OSU has students representing all 50 states and over 100 countries.
OSU professor appointed to lead federal climate change program
Wed, September 28, 2016
Oklahoma State University sociologist Riley Dunlap has been appointed the American Sociological Association’s lead representative to work with the Social Sciences Coordinating Committee (SSCC) of the U.S. Global Change Research Program (USGCRP) to strengthen the use of social science perspectives in the federal government’s research on climate change.
The USGCRP coordinates efforts of thirteen agencies including NOAA and NASA on climate change, and is responsible for the nation’s quadrennial national climate assessment. Social scientists from these agencies have invited the American Sociological Association, American Anthropological Association, American Association of Geographers, and Society for American Archaeology to assist them in more effectively incorporating social science perspectives, methods and findings into their work.
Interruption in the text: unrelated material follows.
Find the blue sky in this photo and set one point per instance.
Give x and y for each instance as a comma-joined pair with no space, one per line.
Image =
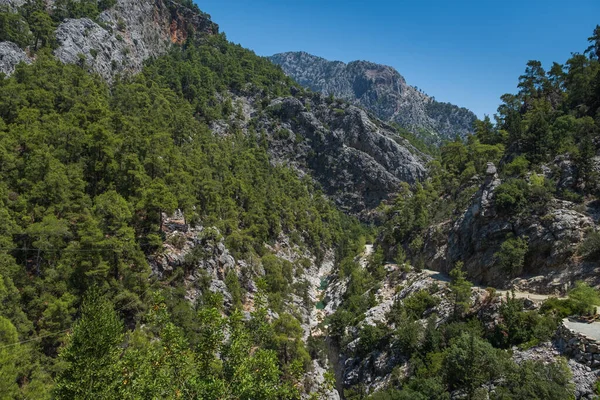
466,52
Dunlap, Dresser Professor and Regents Professor of Sociology at OSU, will lead a team of six sociologists in collaborating with comparable teams from the other social science associations and members of the SSCC in developing white papers on topics of central concern to the USGCRP. He will also help organize a workshop in which the papers will be presented and polished. The goal is to help the USGCRP do a better job of dealing with the socio-cultural dimensions of climate change.
Dunlap recently chaired the American Sociological Association’s Task Force on Sociology and Global Climate Change, and is currently serving on the federal Advisory Committee for the Sustained National Climate Assessment (ACSNCA) charged with providing advice to the USGCRP regarding its congressionally mandated national climate assessments.
He attributes his appointment to the ACSNCA, as well as his new role with the American Sociological Association, to the positive reception received by the volume produced by the task force, Climate Change and Society: Sociological Perspectives (Oxford, 2015), which he co-edited.